Graphs

The graphs are very useful and fairly common data structures. They are used to describe a wide variety of relationships between objects and in practice can be related to almost everything. As we will see later, trees are a subset of the graphs and also lists are special cases of trees and thus of graphs, i.e. the graphs represent a generalized structure that allows modeling of very large set of real-world situations.

Graph is a data structure that consists of following two components:

  • A finite set of vertices also called as node.
  • A finite set of ordered pair of the form (u, v) called as edge.

The pair is ordered because (u, v) is not same as (v, u) in case of directed graph(di-graph). The pair of form (u, v) indicates that there is an edge from vertex u to vertex v. The edges may contain weight/value/cost.One of the most common example of graphs to us would be in social networks like LinkedIn, facebook. For example, in facebook, each person is represented with a vertex(or node).

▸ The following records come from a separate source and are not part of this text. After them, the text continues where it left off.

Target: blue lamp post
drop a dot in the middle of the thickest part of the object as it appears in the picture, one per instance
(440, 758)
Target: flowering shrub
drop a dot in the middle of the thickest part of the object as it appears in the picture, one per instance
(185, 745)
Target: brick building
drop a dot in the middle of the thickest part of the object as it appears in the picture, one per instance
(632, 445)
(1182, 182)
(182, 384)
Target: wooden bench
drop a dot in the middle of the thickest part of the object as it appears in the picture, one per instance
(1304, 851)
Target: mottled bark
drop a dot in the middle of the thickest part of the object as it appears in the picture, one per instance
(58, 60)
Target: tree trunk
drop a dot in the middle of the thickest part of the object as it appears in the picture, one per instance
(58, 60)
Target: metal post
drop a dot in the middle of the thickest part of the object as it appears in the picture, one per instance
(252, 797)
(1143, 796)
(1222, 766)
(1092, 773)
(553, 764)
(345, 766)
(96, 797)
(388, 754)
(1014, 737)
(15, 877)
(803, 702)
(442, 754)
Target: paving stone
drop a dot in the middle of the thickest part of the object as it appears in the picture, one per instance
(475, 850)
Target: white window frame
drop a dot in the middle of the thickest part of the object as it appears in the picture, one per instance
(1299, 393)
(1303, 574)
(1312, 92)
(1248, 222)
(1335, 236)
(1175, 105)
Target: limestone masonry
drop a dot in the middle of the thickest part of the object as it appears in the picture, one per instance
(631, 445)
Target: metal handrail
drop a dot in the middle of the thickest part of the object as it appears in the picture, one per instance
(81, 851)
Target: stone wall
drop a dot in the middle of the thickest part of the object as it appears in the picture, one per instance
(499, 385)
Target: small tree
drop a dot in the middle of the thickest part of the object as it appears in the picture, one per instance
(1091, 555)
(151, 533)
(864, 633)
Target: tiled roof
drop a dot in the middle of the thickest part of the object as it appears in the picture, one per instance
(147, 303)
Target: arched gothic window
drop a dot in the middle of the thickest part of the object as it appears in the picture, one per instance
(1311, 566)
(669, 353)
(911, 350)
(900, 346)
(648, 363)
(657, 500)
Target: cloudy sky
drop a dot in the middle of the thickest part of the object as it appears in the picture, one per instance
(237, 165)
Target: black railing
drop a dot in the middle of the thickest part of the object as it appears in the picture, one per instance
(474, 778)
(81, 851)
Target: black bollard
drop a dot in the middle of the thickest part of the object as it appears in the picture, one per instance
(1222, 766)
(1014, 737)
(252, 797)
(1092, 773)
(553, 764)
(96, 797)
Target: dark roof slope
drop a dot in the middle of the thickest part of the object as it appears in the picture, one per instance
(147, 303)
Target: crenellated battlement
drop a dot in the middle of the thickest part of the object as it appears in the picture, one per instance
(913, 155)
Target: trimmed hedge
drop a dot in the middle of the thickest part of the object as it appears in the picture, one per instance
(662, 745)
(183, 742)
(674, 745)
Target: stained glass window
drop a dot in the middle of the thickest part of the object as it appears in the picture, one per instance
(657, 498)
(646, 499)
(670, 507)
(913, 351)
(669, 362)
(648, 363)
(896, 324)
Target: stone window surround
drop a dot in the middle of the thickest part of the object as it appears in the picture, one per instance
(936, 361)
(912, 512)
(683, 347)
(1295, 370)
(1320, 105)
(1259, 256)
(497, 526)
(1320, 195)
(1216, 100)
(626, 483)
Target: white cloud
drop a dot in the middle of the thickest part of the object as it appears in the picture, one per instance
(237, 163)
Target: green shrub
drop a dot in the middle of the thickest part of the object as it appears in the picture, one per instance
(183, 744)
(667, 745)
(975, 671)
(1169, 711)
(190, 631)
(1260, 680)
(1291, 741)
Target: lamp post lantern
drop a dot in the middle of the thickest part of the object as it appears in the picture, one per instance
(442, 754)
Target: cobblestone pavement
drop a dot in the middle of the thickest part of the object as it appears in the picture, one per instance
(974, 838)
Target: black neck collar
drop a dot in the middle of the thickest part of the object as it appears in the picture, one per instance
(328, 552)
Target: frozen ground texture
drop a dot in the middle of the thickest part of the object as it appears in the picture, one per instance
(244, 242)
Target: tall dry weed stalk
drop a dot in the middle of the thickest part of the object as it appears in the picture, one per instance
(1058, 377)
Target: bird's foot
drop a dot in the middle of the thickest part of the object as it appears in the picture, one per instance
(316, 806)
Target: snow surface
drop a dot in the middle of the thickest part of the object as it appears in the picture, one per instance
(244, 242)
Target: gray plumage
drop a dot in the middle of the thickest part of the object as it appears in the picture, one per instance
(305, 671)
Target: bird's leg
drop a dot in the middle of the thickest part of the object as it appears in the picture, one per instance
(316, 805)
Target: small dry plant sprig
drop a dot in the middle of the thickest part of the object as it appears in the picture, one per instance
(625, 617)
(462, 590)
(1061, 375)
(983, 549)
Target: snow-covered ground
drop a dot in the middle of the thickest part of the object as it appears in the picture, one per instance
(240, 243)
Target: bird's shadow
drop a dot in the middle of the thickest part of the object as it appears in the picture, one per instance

Each node is a structure and contains information like person id, name, gender and locale.

Terminology

Vertex

A vertex (also called a “node”) is a fundamental part of a graph. It can have a name, which we will call the “key.” A vertex may also have additional information. We will call this additional information the “payload.

Edge

An edge (also called an “arc”) is another fundamental part of a graph. An edge connects two vertices to show that there is a relationship between them. Edges may be one-way or two-way. If the edges in a graph are all one-way, we say that the graph is a directed graph, or a digraph. The class prerequisites graph shown above is clearly a digraph since you must take some classes before others.

Weight

Edges may be weighted to show that there is a cost to go from one vertex to another. For example in a graph of roads that connect one city to another, the weight on the edge might represent the distance between the two cities.
With those definitions in hand we can formally define a graph. A graph can be represented by G where G=(V,E). For the graph G, V is a set of vertices and E is a set of edges. Each edge is a tuple (v,w) where w,v∈V. We can add a third component to the edge tuple to represent a weight. A subgraph s is a set of edges e and vertices v such that e⊂E and v⊂V.

Directed Graph

Graphs with directed edges are called Directed Graphs. The number of edges with one endpoint on a given vertex is called that vertex’s degree. In a directed graph, the number of edges that point to a given vertex is called its in-degree, and the number that point from it is called its out-degree. Often, we may want to be able to distinguish between different nodes and edges. We can associate labels with either. We call such a graph labeled.

Undirected Graph

In a directed graph, the edges point from one vertex to another, while in an undirected graph, they merely connect two vertices.

Path

A path in a graph is a sequence of vertices that are connected by edges. Formally we would define a path as w1,w2,…,wn such that (wi,wi+1)∈E for all 1≤i≤n−1. The unweighted path length is the number of edges in the path, specifically n−1. The weighted path length is the sum of the weights of all the edges in the path. For example in the above figure the path from V3 to V1 is the sequence of vertices (V3,V4,V0,V1). The edges are {(v3,v4,7),(v4,v0,1),(v0,v1,5)}.

Cycle

A cycle in a directed graph is a path that starts and ends at the same vertex. For example, in Figure 2 the path (V5,V2,V3,V5) is a cycle. A graph with no cycles is called an acyclic graph. A directed graph with no cycles is called a directed acyclic graph or a DAG. We will see that we can solve several important problems if the problem can be represented as a DAG.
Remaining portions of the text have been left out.